Intellectual Property
When using AI tools, we must be aware of not only what might be fair use (e.g. training a LLM) but also when we might be infringing on copyright. Checking a tool’s Terms & Conditions for data retention practices and being cautious about uploading copyrighted and unlicensed materials can serve us well. Where do copyrighted or unlicensed materials show up in your research?
- Summarizing copyrighted works: Many researchers and students use chatbots to provide summaries of articles and books. If these works are copyrighted, we enter a gray zone concerning infringement. It is possible that chatbots could lift key phrases from texts to support their summarization, and if this reuse is extensive, then the summarization could be considered copyright infringement. Chatbots like ChatGPT and Copilot appear to have limits in place regarding the length of the summary that they will provide specifically to guard against infringement.
- Writing with AI: A growing number of publishers do not consider a chatbot to be an author because it cannot be held accountable for the text it produces. A work generated with AI might in theory be considered copyrightable “if the prompts provided by the user sufficiently controlled the AI such that the resulting work as a whole constituted an original work of human authorship,” but thus far the Copyright Office has declined to register AI-generated work since current technology does not allow for sufficient human control of outputs. AI-generated work can be considered copyright infringement if the new work is substantially similar to the original. In this instance, copyright owners might be able to take action against both AI providers and the user who prompted the AI-generated work.
- Respecting “do not crawl” requests and website terms of service: If your research involves training your own models, you may be using bots to crawl the web for data. An important consideration in this data collection method is whether you respect organizations’ requests not to crawl–the equivalent of respecting a research subject’s right to give and revoke consent.
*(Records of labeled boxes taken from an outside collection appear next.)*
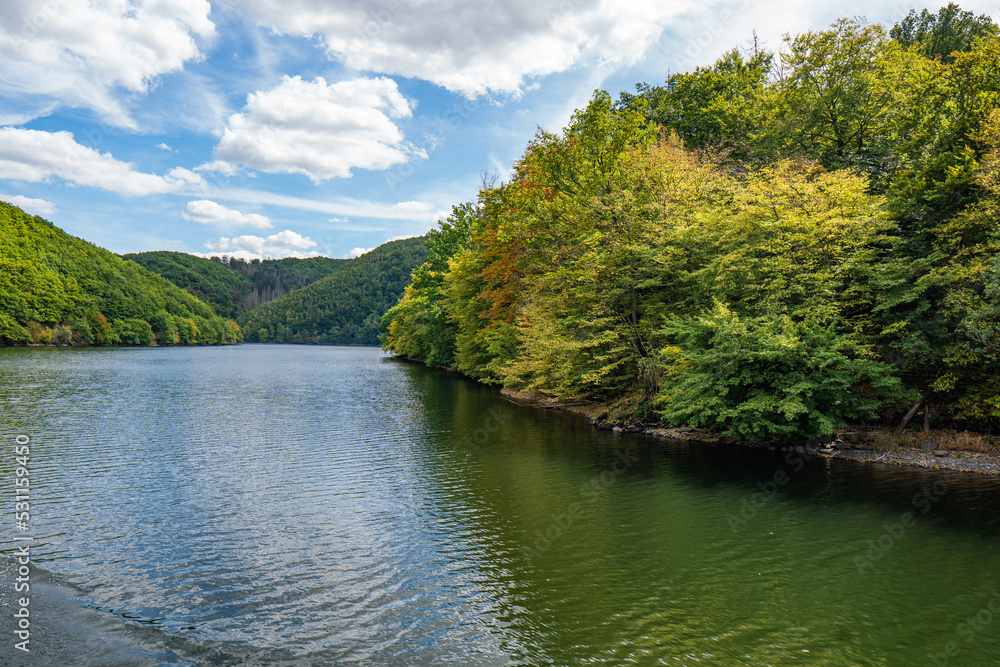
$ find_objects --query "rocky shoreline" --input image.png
[500,389,1000,475]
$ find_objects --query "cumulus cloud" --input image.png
[200,229,320,260]
[215,76,422,182]
[242,0,701,98]
[0,127,205,197]
[0,194,59,215]
[181,199,273,229]
[0,0,215,127]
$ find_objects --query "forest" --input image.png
[122,250,350,318]
[238,237,427,345]
[0,202,243,345]
[382,4,1000,438]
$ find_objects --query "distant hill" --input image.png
[239,237,427,345]
[123,250,350,317]
[0,202,242,345]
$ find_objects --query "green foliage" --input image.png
[246,237,427,345]
[889,2,1000,62]
[657,304,908,438]
[619,49,773,161]
[124,250,350,318]
[383,5,1000,437]
[0,202,239,345]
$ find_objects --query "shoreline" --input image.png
[500,388,1000,476]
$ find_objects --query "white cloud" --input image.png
[213,188,451,222]
[0,194,59,215]
[194,160,240,176]
[0,127,204,197]
[242,0,703,97]
[344,248,375,259]
[215,76,425,182]
[198,229,320,259]
[0,0,215,127]
[181,199,273,229]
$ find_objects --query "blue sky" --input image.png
[0,0,1000,257]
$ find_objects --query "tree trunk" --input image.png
[896,387,934,431]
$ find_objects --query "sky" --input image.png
[0,0,1000,259]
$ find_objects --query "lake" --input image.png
[0,345,1000,667]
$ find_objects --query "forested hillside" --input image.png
[383,5,1000,444]
[0,202,242,345]
[246,237,427,345]
[123,250,350,317]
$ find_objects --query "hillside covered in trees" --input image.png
[0,202,242,345]
[123,250,351,318]
[246,237,427,345]
[383,5,1000,444]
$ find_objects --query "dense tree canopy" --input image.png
[124,250,349,317]
[383,5,1000,444]
[0,202,242,345]
[246,237,427,345]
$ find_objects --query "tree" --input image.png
[889,2,1000,63]
[776,19,893,179]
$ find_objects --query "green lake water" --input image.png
[0,345,1000,667]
Recently, bots ignoring these requests (often stated in robots.txt files) have overloaded cultural institutions including academic library websites, making it difficult for humans to access those sites and jeopardizing institutional infrastructures.
It’s possible that LLM usage can compromise our own intellectual property. How can we carefully consider when and how we share our work with LLMs?
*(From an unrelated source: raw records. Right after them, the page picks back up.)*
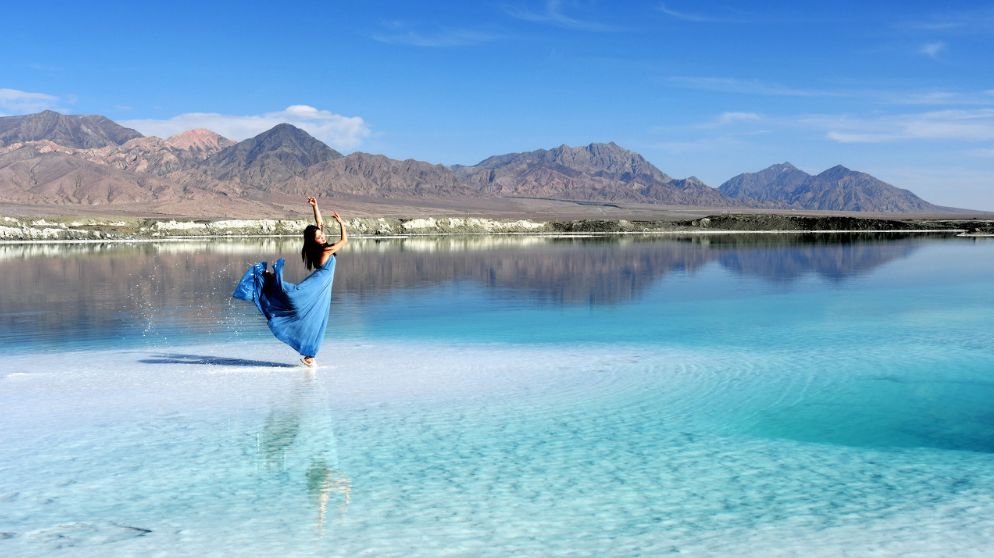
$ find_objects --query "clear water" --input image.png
[0,235,994,556]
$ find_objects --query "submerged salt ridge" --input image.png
[0,341,994,556]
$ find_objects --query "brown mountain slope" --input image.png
[0,110,142,148]
[453,143,730,207]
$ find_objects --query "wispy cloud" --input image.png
[669,76,853,97]
[717,112,762,124]
[372,21,500,48]
[667,76,994,107]
[918,41,946,60]
[967,147,994,159]
[0,88,65,114]
[656,3,744,23]
[898,7,994,34]
[504,0,625,33]
[121,105,371,150]
[800,109,994,143]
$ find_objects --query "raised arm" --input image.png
[307,197,324,229]
[324,211,349,254]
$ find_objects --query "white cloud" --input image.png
[717,112,762,124]
[121,105,371,150]
[0,88,59,114]
[504,0,624,33]
[803,109,994,143]
[669,76,853,97]
[656,4,742,23]
[918,41,946,60]
[967,147,994,159]
[372,21,499,48]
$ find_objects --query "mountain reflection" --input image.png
[0,234,934,347]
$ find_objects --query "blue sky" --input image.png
[0,0,994,210]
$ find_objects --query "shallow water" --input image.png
[0,235,994,556]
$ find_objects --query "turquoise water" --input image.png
[0,235,994,556]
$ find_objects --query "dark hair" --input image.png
[300,225,327,270]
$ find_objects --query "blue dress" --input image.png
[231,254,335,357]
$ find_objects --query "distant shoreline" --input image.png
[0,214,994,242]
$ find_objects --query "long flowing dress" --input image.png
[231,255,336,357]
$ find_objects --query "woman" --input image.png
[231,197,349,368]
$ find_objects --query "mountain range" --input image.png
[0,111,951,216]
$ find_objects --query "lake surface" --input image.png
[0,234,994,556]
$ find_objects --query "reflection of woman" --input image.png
[232,198,349,367]
[258,371,352,533]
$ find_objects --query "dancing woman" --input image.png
[231,197,349,367]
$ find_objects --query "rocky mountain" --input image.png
[294,153,474,198]
[0,110,142,149]
[718,163,946,213]
[0,142,179,205]
[453,142,730,207]
[199,124,342,191]
[718,163,811,202]
[165,128,235,153]
[0,111,945,215]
- Uploading or editing unpublished work with a chatbot: Some chatbots (like free versions of ChatGPT) use human prompts to train future models. This has become an issue across industries with a high-profile instance occurring when Amazon found that ChatGPT responses closely resembled internal company data. Some chatbots, like Claude, include user inputs in their model training but also claim to have strict privacy policies in place with regard to how their models interact with personal information. Be sure to check a chatbot’s privacy policy: do they save or train models on user prompts? If so, what implications might that have for how you do or do not use them with your intellectual property?
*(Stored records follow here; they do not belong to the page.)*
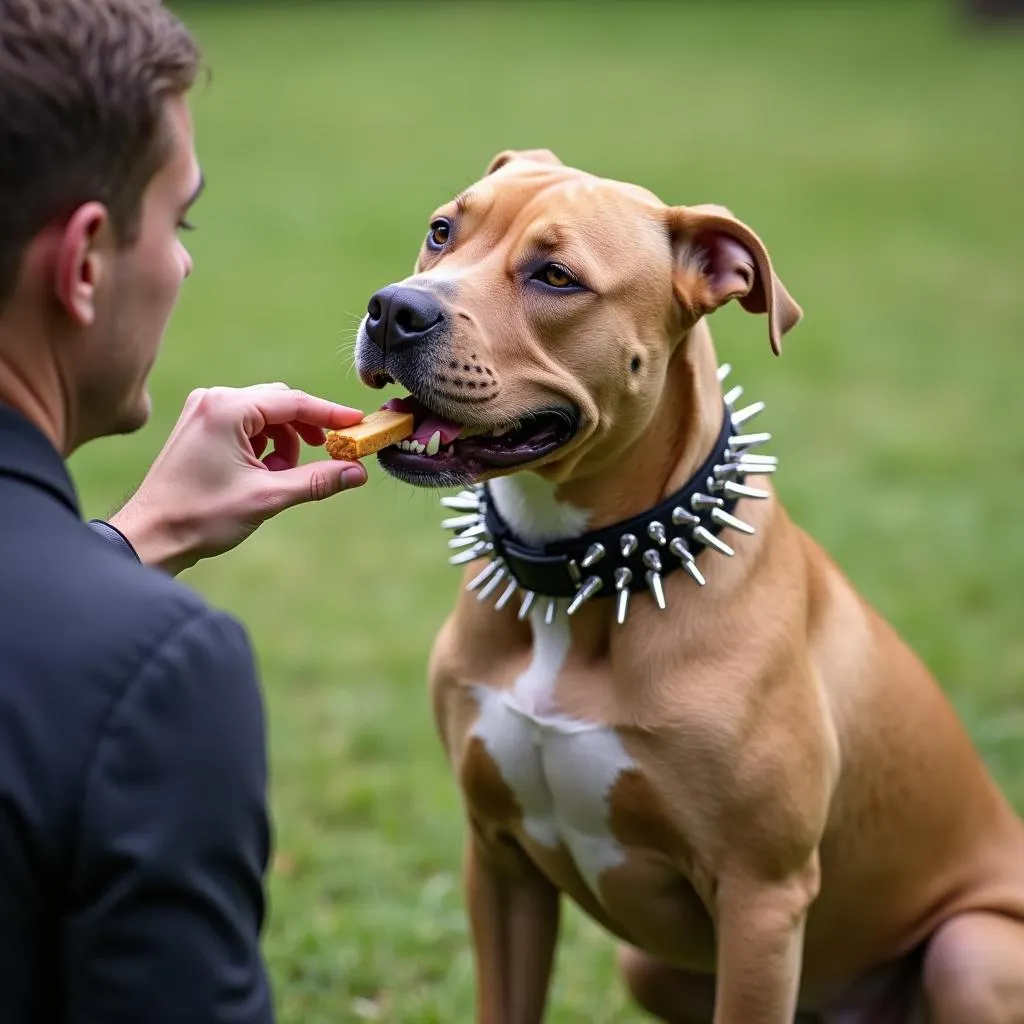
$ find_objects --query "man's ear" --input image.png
[483,150,563,177]
[669,204,804,355]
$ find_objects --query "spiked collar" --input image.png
[441,364,777,625]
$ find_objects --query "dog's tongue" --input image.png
[382,395,463,444]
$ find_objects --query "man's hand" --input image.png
[111,384,367,575]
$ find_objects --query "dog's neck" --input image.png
[488,321,722,545]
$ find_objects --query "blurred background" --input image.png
[73,0,1024,1024]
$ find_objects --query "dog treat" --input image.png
[327,409,413,461]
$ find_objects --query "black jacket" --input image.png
[0,406,273,1024]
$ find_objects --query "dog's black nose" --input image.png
[367,285,444,352]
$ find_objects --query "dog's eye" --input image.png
[427,217,452,249]
[534,263,580,289]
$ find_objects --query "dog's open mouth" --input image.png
[378,395,579,485]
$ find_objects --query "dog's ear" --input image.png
[483,150,562,177]
[669,205,804,355]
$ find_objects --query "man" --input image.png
[0,0,366,1024]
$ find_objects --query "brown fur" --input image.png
[382,152,1024,1024]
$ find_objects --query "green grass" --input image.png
[66,0,1024,1024]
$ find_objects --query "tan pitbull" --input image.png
[356,151,1024,1024]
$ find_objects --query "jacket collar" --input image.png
[0,403,81,516]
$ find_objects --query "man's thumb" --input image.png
[271,459,367,511]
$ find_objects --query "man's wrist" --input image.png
[108,500,199,575]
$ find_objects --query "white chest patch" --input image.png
[472,611,635,898]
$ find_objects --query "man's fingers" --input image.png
[263,423,300,471]
[243,388,362,437]
[260,459,367,515]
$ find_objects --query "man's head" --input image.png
[0,0,201,449]
[356,151,801,486]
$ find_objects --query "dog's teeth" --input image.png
[645,569,665,611]
[495,580,519,611]
[711,509,757,534]
[441,512,480,529]
[672,508,700,526]
[647,520,669,545]
[518,590,537,622]
[565,577,604,615]
[476,562,509,601]
[466,558,502,591]
[690,495,725,512]
[729,430,771,449]
[722,480,770,498]
[693,526,735,555]
[614,565,633,626]
[732,401,765,427]
[449,541,495,565]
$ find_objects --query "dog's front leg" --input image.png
[715,855,819,1024]
[466,827,560,1024]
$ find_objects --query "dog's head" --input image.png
[355,151,801,486]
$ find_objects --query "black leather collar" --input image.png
[441,364,777,624]
[482,409,753,598]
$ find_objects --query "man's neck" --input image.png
[0,325,72,458]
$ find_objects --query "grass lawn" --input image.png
[73,0,1024,1024]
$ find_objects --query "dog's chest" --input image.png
[470,617,636,897]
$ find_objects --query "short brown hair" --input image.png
[0,0,200,307]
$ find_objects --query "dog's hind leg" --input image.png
[923,912,1024,1024]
- Writing with AI: Using a chatbot to brainstorm, draft, and edit papers is becoming a common practice. Publishers are developing policies about how and when LLMs may be used in writing and when usage needs to be cited. Many are also clear that AI chatbots cannot be considered co-authors because they cannot assume responsibility for a written work.
- Patenting AI tools or AI-assisted inventions: Some researchers are using chatbots to help generate new ideas for patents. However, these ideas need to be carefully examined for reliability before they are submitted. In addition, researchers must review the Patent and Trademark Office’s Guidance for AI-Assisted Inventions. It’s important to document your uses of AI and evidence of ideas coming from you, the human researcher. If you want to patent your own AI tool, you’ll need to demonstrate transformativeness.
Labor
Labor concerns are prevalent not only in worker exploitation in LLM content moderation, but also in implications of replacing human workers, and in the role of collaborative research in training the next generation of researchers. Where do labor ethics show up in our research designs?
Transparency
Commercial AI models are often built as “black boxes,” meaning that their architecture and outputs cannot be explained. If researchers are responsible for our AI outputs, how do we ensure transparency not only in our usage but also in the tools themselves?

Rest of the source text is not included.